The substrate placed in the reaction chamber can be heated to the desired deposition temperature for subsequent deposition. For example, the substrate may be heated to a substrate temperature below about 800°C, or below about 600°C, or below about 400°C, or even below about 200°C. In some embodiments of the invention, the substrate temperature during step 102 may be greater than room temperature, between about 200°C and 800°C, or between about 200°C and 600°C, or between about 200°C and 400°C between. The temperature during step 104 (ie, the cyclic deposition process) may also be within these ranges.

In addition to controlling the temperature of the substrate, the pressure in the reaction chamber can also be adjusted to achieve the desired dipole layer deposition. For example, in some embodiments of the present invention, the pressure in the reaction chamber may be less than 760 Torr, or between 0.1 Torr and 10 Torr, or between 0.5 Torr and 5 Torr, or between 1 Torr and 4 Torr between.

After the temperature of the substrate has been set to the desired deposition temperature and the desired pressure in the reaction chamber has been adjusted as desired, method 100 may proceed to step 104, which includes depositing a dipolar layer comprising gallium nitride on the substrate using a cyclic deposition process. on the surface of the substrate. For example, embodiments of the invention may include performing one or more deposition cycles of a cyclic deposition process to deposit a dipolar layer comprising gallium nitride on the surface of the substrate, and in particular the gate dielectric On the surface.

Figure IB illustrates an exemplary cyclic deposition process of step 104 and its constituent sub-steps 104A and 104B for depositing the dipole layer of the present invention. Briefly, the cyclic deposition process 104 ( FIG. 1B ) may include providing a gallium precursor to the reaction chamber (sub-step 104A) and providing a nitrogen reactant to the reaction chamber (sub-step 104B). The gallium precursor and nitrogen reactant may be provided to the reaction chamber individually and/or sequentially, with or without an intervening chamber flush sequence. Sub-steps 104A and 104B (and any intervening rinse sequences) may constitute a deposition cycle, and the deposition cycle may be repeated one or more times to incorporate gallium nitride-containing The dipole layer is deposited to the desired thickness.

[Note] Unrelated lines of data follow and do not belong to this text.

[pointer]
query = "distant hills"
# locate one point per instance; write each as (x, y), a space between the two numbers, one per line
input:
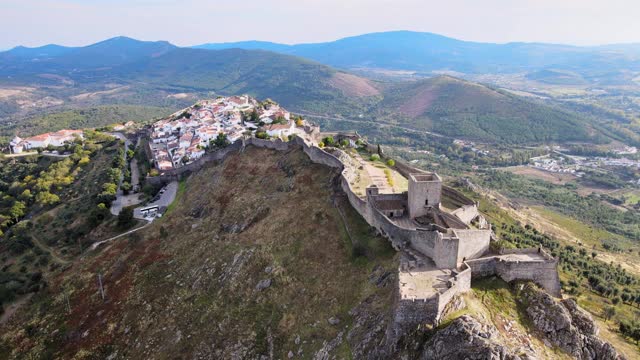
(150, 71)
(427, 52)
(463, 109)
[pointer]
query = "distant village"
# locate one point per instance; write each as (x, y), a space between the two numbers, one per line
(185, 135)
(42, 141)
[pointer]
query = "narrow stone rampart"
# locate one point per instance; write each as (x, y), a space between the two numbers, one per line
(541, 269)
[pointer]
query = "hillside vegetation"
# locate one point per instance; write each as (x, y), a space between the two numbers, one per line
(153, 74)
(83, 118)
(462, 109)
(256, 267)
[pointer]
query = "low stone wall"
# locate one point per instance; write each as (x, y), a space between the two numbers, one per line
(277, 144)
(542, 272)
(472, 243)
(460, 284)
(483, 267)
(466, 213)
(456, 196)
(408, 314)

In more detail, sub-step 104A includes providing a gallium precursor to the reaction chamber. A gallium precursor can be pulsed to the reaction chamber. The term "pulsing" may be understood to include feeding precursors into the reaction chamber for a predetermined amount of time. Unless otherwise indicated, the term "pulse" does not limit the length or duration of the pulse, and the pulse may be of any duration. A pulse of gallium precursor may be supplied to the reaction chamber along with a carrier gas flow. In some embodiments, the gallium precursor may comprise a volatile gallium species that may be reactive with one or more surfaces of the substrate. The gallium precursor pulses self-saturate the substrate surface so that excess components of the gallium precursor pulses do not further react with the molecular layer formed by the process.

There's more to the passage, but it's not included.